Outnumbered But Unbowed

What would you do if you found you didn’t have enough players to field a team at the start of the football season… drop your bundle and pull out of the competition?
Not the Prospect United under 16 girls, who soldiered on with only nine players for most of the season, not just competing every week but going on to win the 2014 Blacktown Association Division One Grand Final.
They might have been outnumbered but for striker Kevin Opia, born in Uganda after her family had to flee South Sudan, this was a minor hurdle; “We’ve been through tough times. We just had to get through it and keep on playing.”

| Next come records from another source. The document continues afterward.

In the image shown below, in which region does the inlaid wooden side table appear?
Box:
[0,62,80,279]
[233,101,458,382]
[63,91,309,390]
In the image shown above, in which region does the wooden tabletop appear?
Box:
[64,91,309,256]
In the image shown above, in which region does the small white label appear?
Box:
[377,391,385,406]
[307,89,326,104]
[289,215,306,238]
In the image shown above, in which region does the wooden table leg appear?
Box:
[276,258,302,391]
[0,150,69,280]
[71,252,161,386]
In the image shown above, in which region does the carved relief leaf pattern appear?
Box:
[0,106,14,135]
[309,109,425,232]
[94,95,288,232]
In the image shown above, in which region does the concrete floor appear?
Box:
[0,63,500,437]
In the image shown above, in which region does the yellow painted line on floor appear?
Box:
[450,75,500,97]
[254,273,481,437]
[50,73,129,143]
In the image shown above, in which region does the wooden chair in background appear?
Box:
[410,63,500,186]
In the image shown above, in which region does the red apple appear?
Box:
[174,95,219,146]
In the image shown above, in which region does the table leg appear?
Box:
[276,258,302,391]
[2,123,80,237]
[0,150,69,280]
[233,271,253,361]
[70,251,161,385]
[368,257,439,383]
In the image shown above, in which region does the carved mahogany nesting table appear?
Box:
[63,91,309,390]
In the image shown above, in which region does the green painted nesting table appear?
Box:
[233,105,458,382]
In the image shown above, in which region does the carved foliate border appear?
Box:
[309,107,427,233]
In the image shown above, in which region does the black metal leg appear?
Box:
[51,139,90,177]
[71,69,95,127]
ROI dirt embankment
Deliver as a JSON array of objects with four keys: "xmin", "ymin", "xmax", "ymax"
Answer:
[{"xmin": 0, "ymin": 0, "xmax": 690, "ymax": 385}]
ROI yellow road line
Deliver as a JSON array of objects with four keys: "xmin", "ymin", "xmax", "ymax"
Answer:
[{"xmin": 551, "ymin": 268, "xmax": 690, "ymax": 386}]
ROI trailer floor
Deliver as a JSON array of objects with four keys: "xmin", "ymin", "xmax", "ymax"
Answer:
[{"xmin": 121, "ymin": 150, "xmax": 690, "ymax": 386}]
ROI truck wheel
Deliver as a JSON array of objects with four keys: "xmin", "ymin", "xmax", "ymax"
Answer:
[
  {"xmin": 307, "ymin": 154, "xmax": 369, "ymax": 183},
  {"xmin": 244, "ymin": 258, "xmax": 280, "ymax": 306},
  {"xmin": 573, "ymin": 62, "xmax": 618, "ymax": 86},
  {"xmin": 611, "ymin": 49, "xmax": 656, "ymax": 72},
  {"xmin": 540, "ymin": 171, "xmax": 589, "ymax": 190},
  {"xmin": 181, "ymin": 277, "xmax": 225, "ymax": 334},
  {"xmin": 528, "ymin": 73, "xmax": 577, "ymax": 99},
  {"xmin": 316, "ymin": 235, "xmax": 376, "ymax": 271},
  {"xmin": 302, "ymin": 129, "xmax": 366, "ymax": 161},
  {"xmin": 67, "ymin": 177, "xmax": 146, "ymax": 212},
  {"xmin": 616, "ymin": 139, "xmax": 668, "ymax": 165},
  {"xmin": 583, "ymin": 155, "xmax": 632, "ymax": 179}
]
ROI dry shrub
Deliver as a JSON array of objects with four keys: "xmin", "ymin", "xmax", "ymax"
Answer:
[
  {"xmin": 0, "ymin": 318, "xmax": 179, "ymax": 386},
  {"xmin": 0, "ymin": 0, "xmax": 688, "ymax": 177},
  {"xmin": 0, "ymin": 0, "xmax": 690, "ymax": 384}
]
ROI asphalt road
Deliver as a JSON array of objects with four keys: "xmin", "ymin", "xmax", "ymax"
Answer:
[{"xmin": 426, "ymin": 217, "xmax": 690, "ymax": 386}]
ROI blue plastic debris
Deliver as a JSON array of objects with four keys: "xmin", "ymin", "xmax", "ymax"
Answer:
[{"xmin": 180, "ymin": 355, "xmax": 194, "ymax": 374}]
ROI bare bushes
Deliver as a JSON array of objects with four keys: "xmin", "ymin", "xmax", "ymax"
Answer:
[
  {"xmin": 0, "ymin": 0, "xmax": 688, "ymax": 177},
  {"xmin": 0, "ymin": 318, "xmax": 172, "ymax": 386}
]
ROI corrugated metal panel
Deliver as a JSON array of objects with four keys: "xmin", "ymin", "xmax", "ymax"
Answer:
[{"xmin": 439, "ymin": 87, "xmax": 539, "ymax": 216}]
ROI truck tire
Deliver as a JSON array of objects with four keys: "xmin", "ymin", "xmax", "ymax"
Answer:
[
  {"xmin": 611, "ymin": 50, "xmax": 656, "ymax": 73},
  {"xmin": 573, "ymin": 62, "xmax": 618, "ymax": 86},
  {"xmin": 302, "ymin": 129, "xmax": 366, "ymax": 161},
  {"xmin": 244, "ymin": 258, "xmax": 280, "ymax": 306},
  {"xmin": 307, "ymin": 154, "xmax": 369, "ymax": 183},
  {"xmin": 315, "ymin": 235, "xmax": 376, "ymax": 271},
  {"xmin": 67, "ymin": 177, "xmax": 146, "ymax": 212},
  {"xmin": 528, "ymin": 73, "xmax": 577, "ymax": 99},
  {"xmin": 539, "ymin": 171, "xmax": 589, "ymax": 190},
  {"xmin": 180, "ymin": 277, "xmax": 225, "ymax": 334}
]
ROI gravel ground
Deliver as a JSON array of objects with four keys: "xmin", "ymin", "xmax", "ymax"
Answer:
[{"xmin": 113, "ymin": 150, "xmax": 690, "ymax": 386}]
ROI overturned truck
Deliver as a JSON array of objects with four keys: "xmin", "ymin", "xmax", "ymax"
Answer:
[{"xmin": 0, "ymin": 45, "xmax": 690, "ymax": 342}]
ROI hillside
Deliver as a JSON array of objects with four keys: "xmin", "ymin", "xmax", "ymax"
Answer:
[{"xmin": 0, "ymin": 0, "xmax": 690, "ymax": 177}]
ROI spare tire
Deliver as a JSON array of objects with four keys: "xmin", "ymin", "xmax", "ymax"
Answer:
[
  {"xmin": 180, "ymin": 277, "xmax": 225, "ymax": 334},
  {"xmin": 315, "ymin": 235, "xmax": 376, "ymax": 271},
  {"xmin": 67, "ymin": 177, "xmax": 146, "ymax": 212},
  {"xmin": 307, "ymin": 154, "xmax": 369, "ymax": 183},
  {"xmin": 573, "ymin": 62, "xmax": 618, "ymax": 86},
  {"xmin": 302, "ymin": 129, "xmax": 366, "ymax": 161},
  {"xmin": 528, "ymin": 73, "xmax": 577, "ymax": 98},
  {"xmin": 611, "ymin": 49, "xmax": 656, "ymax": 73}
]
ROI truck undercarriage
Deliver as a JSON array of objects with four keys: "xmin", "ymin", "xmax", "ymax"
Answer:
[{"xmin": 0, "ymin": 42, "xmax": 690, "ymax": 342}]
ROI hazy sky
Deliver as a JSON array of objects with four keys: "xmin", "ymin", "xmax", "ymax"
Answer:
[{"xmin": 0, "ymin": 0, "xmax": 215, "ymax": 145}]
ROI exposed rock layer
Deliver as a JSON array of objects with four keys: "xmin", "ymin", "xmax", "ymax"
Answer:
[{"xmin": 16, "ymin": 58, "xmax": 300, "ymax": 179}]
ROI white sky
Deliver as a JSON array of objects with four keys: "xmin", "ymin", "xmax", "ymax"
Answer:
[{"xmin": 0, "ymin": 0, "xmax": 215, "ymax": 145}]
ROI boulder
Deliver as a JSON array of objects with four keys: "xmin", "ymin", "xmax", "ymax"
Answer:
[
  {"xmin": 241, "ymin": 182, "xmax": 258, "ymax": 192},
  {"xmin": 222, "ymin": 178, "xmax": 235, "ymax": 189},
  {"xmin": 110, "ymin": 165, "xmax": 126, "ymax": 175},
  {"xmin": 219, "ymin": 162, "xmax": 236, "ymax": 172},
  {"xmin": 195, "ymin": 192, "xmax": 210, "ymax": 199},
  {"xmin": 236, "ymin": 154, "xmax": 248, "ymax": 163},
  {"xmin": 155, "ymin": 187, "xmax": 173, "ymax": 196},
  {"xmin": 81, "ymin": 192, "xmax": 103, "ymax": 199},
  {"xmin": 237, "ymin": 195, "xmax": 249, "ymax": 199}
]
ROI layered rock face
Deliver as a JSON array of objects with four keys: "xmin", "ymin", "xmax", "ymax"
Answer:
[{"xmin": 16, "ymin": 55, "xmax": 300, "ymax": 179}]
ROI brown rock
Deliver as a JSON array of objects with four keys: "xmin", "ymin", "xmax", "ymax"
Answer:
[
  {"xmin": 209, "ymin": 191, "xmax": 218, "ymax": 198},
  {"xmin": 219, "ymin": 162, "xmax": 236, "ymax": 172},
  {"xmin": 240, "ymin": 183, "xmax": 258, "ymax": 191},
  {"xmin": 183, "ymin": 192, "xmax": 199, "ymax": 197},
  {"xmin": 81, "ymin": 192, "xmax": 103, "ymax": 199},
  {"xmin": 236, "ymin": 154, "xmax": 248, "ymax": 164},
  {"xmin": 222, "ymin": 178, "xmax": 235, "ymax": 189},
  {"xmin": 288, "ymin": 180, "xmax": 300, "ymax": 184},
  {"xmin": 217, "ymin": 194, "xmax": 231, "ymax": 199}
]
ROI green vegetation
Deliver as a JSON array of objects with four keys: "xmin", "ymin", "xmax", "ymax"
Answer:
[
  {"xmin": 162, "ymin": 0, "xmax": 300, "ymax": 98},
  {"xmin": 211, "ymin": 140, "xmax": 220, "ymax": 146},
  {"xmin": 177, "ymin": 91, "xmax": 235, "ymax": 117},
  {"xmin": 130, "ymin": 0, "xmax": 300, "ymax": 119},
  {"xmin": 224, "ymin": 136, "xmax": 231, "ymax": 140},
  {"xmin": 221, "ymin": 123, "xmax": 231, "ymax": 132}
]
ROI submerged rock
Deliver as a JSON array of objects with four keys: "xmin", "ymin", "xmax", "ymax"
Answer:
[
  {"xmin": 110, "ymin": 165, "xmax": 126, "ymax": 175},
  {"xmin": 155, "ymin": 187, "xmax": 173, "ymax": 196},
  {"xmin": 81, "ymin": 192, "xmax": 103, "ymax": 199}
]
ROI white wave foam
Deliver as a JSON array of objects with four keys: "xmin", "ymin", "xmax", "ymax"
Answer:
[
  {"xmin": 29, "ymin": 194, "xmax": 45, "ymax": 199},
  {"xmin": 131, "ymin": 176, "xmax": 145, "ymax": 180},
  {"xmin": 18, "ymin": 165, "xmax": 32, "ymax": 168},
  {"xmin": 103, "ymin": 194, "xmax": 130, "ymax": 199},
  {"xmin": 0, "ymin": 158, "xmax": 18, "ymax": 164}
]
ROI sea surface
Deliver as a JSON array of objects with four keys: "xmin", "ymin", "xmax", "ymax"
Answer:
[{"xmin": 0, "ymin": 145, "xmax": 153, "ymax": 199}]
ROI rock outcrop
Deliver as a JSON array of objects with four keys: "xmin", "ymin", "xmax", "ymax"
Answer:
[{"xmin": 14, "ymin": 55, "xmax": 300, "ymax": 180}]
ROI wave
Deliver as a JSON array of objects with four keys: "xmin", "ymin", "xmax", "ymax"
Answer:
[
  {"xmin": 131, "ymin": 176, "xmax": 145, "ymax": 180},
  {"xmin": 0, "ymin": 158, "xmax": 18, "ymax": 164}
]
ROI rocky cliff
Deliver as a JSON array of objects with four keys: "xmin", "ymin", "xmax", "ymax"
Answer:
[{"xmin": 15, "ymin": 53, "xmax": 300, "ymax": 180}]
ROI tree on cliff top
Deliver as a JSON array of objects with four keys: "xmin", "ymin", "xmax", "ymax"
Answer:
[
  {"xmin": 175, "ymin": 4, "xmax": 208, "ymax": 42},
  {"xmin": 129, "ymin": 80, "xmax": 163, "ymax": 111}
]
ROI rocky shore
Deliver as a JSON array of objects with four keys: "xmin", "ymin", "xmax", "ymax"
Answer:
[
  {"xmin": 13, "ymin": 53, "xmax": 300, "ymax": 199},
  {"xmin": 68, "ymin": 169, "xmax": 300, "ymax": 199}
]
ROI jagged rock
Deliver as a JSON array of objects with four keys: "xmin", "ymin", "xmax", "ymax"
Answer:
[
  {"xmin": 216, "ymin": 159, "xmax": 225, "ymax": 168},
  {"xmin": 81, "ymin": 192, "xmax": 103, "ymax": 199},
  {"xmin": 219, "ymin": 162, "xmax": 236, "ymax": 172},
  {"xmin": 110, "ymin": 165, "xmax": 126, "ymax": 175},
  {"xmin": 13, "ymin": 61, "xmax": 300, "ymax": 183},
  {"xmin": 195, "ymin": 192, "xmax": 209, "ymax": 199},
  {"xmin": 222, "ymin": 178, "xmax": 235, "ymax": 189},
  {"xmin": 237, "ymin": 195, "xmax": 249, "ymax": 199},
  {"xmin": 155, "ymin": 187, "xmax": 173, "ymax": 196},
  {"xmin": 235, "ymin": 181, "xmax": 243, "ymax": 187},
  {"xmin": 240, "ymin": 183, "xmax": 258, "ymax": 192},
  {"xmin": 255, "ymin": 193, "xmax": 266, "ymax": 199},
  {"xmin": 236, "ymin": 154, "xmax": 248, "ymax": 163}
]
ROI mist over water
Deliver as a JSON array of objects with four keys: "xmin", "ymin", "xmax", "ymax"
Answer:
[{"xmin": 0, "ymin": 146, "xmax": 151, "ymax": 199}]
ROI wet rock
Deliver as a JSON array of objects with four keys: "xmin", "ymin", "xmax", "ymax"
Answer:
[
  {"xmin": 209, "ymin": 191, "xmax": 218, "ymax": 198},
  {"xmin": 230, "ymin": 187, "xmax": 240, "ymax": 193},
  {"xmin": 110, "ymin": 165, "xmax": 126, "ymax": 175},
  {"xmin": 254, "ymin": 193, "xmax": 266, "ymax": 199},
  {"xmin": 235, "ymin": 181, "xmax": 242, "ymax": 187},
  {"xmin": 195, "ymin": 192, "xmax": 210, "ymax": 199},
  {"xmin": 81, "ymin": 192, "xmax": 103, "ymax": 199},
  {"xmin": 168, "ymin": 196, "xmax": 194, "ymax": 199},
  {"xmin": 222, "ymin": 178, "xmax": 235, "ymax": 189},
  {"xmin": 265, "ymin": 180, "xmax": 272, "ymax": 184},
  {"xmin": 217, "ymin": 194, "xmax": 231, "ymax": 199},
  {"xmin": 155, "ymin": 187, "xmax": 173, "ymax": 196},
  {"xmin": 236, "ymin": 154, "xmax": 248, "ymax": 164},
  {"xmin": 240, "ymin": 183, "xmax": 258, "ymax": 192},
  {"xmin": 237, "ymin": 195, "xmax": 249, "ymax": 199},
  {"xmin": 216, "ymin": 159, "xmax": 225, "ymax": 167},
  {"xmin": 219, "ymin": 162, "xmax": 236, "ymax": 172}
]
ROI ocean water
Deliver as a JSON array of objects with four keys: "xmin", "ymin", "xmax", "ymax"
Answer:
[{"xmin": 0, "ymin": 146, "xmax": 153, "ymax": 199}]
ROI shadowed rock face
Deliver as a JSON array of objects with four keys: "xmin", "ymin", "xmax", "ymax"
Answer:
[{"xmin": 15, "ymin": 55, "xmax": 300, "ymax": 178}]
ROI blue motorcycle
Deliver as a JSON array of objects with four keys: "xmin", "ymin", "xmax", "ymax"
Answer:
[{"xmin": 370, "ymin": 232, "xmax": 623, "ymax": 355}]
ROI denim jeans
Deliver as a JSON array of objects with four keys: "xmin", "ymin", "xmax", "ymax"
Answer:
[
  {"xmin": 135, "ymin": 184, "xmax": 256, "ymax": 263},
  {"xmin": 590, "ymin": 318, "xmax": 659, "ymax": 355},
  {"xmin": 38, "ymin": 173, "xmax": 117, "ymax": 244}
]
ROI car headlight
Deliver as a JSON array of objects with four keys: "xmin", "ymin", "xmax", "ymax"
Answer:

That’s just what this group of girls intends to do, aiming to play in the 2015 Premier League, an open age competition, for which they want to boost their ranks with players who can offer a guiding hand; “We still act like girls. We still fight like girls. If we can get some older people here I think that we could work as adults. We’ll try,” defender Deanna Efstathiou said.
The Prospect United team has bonded under coach Jeff Woolley who mixes up training with anything from karate to water skiing; “It’s not just about soccer, it’s about life skills as well and being able to communicate with each other. With our team there’s a lot of different nationalities and they get on tremendously.”
While it’s the people who make a club they still need decent facilities and at Prospect United’s home ground, William Lawson Park, females and males have to share one change room in a dilapidated building.
Back in 2008 Blacktown City Council committed to building a new amenities block but it remains unfunded. Meantime, the club waits and the players deserve better.